Выбрать главу

Кое-кто из рейнских раввинов, в том числе Мордехай Маркс Леви с сыном Самуилом, попытался помешать членам своей общины передавать спорные вопросы на рассмотрение имперских судов. Все тщетно: возможность выбирать профессию и учиться в университетах, общение с христианами перетряхнули все правила и привычки. Увлеченные новой эрой, очарованные наукой, демократией, философией и свободой, молодые люди больше всего боялись поражения Империи, которое лишило бы их только что обретенных прав.

У Гершеля Маркса Леви появилась надежда заняться ремеслом, о котором он мечтал. Вероятно, он стал атеистом и не скрывал этого. Во всяком случае, он слыл знатоком Гражданского кодекса Наполеона, который понемногу в полном объеме вступил в действие в Рейнской области, как и во всей Империи. В 1810 году (Гершелю тогда было тридцать три года) он, наконец, явился адвокатом в Трир, где его брат Самуил стал раввином после смерти их отца Мордехая. Гершель стал первым евреем-юристом, поселившимся в этом городе. Были другие — в Кёльне, главном городе Рейнской области, где евреи были многочисленнее, богаче и где к ним относились терпимее, чем в Трире. Рейнские евреи тоже начали заниматься новыми профессиями: они становились журналистами, чиновниками, офицерами, инженерами, химиками, промышленниками, художниками, музыкантами, романистами или поэтами. Чем новее ремесло, тем оно привлекательнее, и тем больше вероятности, что никакая власть, никакая каста еще не успела закрыть к нему доступ. Некоторым, несмотря на запреты, удалось уехать из Рейнской области в Париж, где эти новые профессии были еще доступнее.

В ноябре 1812 года, когда наполеоновская армия тонула в Березине, народы Империи уже громко роптали против налогового бремени и воинской повинности. Крестьяне с Мозеля и сыновья трирских ремесленников, как и многие другие, в большом количестве гибли в составе имперских войск. Пламя революции угасало, бонапартистский дух ослаб, безразличие сменилось враждебностью. Евреи же оставались одной из последних опор Империи, и порой их даже обвиняли в шпионаже в пользу Наполеона. Фактически некоторые из них прикрывали беспорядочное бегство императора и его войск, отступавших из России.

И у них были на то причины: падение Наполеона возвращало иудеев всей Европы в прежние времена. Пока еще прусский король Фридрих Вильгельм III сохранял в силе положение, по которому евреи, проживающие в его стране, были обязаны обратиться в христианство, чтобы заниматься свободной профессией или исполнять государственную должность. Что касается прусского декрета, который отменил некоторое количество дискриминационных положений, открыв иудеям, в частности, доступ в школы и университеты, то он так и не вступил в силу. То же самое было в Австрии, а в России ограничения для лиц иудейского вероисповедания были еще строже.

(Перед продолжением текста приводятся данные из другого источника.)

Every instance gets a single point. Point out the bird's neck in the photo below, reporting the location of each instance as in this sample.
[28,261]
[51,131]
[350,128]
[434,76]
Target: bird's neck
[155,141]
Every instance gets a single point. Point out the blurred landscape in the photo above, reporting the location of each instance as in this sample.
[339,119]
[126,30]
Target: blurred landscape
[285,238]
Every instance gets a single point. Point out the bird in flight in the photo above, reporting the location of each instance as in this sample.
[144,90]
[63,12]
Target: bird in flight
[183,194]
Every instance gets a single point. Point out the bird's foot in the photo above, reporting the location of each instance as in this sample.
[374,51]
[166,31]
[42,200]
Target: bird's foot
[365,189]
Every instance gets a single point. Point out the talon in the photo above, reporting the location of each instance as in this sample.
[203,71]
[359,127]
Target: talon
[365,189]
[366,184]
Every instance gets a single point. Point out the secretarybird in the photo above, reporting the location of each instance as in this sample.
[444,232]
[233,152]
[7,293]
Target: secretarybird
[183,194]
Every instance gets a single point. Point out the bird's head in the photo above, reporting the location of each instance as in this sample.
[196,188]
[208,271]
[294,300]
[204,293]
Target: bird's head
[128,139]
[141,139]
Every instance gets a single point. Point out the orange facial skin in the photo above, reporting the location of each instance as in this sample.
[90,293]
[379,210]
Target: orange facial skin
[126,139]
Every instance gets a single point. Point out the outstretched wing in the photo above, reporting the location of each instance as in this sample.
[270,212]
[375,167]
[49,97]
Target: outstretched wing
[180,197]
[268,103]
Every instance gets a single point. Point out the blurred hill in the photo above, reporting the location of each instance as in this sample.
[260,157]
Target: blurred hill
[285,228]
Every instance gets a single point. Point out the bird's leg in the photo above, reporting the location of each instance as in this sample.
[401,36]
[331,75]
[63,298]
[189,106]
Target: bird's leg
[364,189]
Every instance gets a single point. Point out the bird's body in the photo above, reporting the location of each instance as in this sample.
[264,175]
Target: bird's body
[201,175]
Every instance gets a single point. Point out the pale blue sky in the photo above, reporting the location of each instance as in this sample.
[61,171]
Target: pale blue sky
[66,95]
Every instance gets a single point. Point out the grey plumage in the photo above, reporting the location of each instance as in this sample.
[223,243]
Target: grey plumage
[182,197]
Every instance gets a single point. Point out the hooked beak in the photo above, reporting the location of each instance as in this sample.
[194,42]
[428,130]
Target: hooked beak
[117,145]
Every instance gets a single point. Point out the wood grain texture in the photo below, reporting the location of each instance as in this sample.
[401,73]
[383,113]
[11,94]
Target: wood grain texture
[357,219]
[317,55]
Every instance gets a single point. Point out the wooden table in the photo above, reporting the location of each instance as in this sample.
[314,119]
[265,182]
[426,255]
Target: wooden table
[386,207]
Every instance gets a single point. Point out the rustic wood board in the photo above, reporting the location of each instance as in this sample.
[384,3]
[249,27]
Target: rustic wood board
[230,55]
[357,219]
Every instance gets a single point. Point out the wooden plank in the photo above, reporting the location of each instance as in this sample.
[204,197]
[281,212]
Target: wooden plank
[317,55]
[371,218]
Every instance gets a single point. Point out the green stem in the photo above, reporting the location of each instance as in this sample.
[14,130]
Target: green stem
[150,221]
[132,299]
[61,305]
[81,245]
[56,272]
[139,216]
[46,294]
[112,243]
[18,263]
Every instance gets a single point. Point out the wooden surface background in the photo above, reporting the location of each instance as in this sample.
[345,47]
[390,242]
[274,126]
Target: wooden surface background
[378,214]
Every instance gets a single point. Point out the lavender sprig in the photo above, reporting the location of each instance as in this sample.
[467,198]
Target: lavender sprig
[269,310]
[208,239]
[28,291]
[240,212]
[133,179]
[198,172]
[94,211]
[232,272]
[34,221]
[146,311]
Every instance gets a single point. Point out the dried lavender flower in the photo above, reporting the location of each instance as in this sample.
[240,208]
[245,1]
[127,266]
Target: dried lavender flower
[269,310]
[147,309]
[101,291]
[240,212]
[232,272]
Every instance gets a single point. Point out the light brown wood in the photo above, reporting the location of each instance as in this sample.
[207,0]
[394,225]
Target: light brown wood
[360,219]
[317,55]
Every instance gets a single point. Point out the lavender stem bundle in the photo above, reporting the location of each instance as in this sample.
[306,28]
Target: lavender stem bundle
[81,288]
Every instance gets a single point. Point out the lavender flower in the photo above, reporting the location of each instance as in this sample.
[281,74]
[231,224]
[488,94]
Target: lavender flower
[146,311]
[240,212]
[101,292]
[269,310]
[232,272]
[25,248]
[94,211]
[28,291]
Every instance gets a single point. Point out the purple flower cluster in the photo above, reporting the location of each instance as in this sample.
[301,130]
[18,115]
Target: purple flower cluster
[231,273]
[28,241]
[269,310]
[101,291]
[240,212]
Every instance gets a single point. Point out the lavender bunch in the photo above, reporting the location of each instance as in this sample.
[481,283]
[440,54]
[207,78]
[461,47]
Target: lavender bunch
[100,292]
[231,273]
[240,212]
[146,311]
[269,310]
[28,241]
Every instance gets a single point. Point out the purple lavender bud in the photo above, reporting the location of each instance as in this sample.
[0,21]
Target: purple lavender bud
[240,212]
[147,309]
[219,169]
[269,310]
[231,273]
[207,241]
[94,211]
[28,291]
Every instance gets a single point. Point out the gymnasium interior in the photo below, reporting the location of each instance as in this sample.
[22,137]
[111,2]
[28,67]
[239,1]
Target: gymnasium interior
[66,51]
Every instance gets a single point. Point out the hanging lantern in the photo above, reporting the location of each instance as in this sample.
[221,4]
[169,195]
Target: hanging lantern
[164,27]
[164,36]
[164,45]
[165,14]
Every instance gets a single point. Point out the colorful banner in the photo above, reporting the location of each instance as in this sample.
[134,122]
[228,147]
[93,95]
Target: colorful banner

Двадцать второго ноября 1814 года, когда Наполеон находился в изгнании на острове Эльба и Венский конгресс был уже открыт, адвокат Гершель Маркс Леви, которому тогда было тридцать семь лет, сочетался браком в синагоге Трира, еще находившегося под французской властью, с двадцатишестилетней голландской еврейкой Генриеттой Прессбург. Она была из семьи венгерского происхождения, уже давно обосновавшейся в Соединенных провинциях, где после ухода испанцев евреи пользовались религиозной и экономической свободой, не имевшей аналога в Европе. Ее дед по материнской линии был раввином в Нимвегене; отец вел там процветающую торговлю; одна из сестер вышла замуж за еврея-банкира из того же города Лиона Филипса — предка основателя знаменитой компании «Филипс». Генриетта умела читать и писать по-голландски, что в те времена было необычно для женщины; она плохо владела немецким, который выучила, отталкиваясь от идиша, — на нем она тоже говорила, как и все евреи с Востока. На свадьбу Генриетта получила приданое в 4536 талеров — это было приличное жалованье за пятнадцать лет. Молодожены поселились в Трире в красивом доме по адресу Брюккенштрассе, 664 (сегодня это дом 10 по той же улице).